Il disait;  » Lorsque vous voyez quelqu’un demander à ce qu’on réponde à sa nécessité, assistez-le ! « .
Il n’acceptait d’éloge que de quelqu’un qui marquait ainsi un geste réciproque au sien. Il ne coupait la parole à personne, sauf en cas de transgression où il l’interrompait alors en l’interdisant ou en se levant.  »

D’après Mohammad ben al-Mounkader :  » J’ai entendu Jâber ben ‘Abdallah dire ; – On n’a guère demandé quelque chose à l’Envoyé de Dieu où il ait répondu par «  non ».  »

Ibn ‘Abbas a dit :  » Le Messager de Dieu était le plus généreux en bienfaits. C’est durant le mois de ramadan, jusqu’à son terme, qu’il l’était le plus. Gabriel venait alors le trouver et lui faisait réviser le Coran, et lorsque Gabriel le rencontrait, le Prophète était plus généreux que le vent bénéfique.  »

Anas ben Mâlik a relaté :  » Le Prophète ne mettait rien en réserve pour le lendemain.  »

D’après ‘Omar ibn al-Khattab :  » un homme vint trouver le Prophète et lui demanda de lui donner quelque chose.

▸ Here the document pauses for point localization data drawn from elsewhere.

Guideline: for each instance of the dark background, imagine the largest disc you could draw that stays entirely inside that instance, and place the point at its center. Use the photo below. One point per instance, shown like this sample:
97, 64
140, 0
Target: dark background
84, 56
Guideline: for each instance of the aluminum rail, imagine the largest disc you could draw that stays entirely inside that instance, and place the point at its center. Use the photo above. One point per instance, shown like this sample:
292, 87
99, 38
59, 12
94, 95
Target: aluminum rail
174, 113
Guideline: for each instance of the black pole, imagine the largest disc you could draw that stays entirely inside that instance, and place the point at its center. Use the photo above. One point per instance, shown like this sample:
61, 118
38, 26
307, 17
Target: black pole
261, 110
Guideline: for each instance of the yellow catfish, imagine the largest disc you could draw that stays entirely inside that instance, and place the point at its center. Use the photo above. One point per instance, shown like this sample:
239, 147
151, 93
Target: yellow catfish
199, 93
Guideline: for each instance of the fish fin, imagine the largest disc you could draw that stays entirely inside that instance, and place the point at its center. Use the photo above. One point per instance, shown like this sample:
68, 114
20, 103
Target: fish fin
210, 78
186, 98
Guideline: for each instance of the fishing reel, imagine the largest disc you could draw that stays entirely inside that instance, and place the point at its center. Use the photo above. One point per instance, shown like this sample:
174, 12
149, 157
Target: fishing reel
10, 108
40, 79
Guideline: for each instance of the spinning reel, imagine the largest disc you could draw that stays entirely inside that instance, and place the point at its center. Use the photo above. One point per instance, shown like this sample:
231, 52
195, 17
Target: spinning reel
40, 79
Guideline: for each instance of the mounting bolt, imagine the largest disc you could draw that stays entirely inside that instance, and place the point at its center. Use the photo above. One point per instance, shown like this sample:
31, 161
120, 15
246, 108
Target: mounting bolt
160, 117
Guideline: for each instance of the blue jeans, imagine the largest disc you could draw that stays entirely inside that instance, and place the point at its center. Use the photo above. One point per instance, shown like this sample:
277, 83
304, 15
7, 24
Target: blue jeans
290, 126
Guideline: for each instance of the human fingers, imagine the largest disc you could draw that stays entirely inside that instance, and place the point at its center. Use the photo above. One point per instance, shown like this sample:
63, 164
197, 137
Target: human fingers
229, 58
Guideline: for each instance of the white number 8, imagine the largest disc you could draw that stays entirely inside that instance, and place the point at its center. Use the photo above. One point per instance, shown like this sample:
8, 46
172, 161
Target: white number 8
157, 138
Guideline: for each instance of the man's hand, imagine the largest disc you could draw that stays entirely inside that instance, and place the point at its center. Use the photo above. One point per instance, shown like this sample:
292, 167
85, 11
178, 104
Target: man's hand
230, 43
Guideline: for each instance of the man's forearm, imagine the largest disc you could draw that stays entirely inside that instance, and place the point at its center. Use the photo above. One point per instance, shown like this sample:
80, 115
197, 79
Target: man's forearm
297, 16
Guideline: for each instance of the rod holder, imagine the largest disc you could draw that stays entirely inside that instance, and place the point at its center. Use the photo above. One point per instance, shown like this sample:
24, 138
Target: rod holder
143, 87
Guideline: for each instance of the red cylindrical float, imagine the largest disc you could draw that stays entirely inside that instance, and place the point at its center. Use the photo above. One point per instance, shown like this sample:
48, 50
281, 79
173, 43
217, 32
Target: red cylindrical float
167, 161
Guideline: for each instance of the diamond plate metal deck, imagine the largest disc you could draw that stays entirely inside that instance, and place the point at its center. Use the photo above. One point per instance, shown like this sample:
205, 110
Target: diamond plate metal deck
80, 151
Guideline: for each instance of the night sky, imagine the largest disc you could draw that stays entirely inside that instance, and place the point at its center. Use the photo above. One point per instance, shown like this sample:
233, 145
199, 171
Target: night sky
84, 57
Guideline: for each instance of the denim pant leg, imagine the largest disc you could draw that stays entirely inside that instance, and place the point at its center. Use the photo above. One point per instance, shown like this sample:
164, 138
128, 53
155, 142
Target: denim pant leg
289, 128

Il lui répondit ; – Je n’ai rien, mais cependant, achète sur mon compte et lorsque des ressources me parviendront, je réglerai.
‘Omar dit ; – Messager de Dieu ! tu lui as déjà donné. Dieu ne t’a guère chargé de ce qui n’est pas dans ta possibilité.
Le Prophète n’apprécia pas les propos d’Omar. Un homme des Ançar dit alors ; – Envoyé de Dieu ! fais généreuse dépense et ne crains pas de pauvreté, eu égard au Seigneur du Trône!
Le Prophète sourit et on pouvait voir le contentement sur son visage, suite aux paroles de l’Ançarite.
Puis il dit:
– C’est ainsi qu’on m’a commandé d’agir!  »

D’après ‘Aicha, le Prophète acceptait les cadeaux et les rétribuait.

 

Notes :

[1] ‘Amrou (m. en Égypte, 43 H/663). Il avait adhéré à l’islam en l’an 8 H. D’une intelligence et d’une habileté légendaire, les Qoreych l’avait notamment envoyé comme ambassadeur auprès du Négus, pour demander l’extradition des premiers émigrés musulmans en Abyssinie. Le Prophète le nomma comme émir à l’expédition de Dhât al-Salâsil (8 H.) et gouverneur à Oman. Plus tard, il fut gouverneur de Palestine puis d’Égypte, sous ‘Omar, puis Mo’awia.

[2] Anas ben Mâlik (m. à Basra, 93H1712) fut mis par sa mère Oum Souleym au service du Prophète, à dix ans. De nombreux hadiths (2286, dont les variantes d’un même hadith) ont ainsi été rapportés par son intermédiaire.

[3] Le terme désigne aussi la soie grège, la bourrette ou l’étoffe en soie et laine (telle la popeline).

[4] Son utilisation par les hommes, sur la peau ou les habits, ayant le caractère » non-appréciable » (makrouh). Deux explications y sont données: c’était un parfum pour femmes; sa couleur jaune. Cf. Fath al-Bâri, T.I0, had. 5846.

[5] L’excès (al-ikthâr) d’argent ou de paroles. Dans une autre relation, il y a le terme al-ikbâr, signifiant la condescendance.

[6] Ils souhaitaient profiter des questions que posaient les bédouins venant à Médine.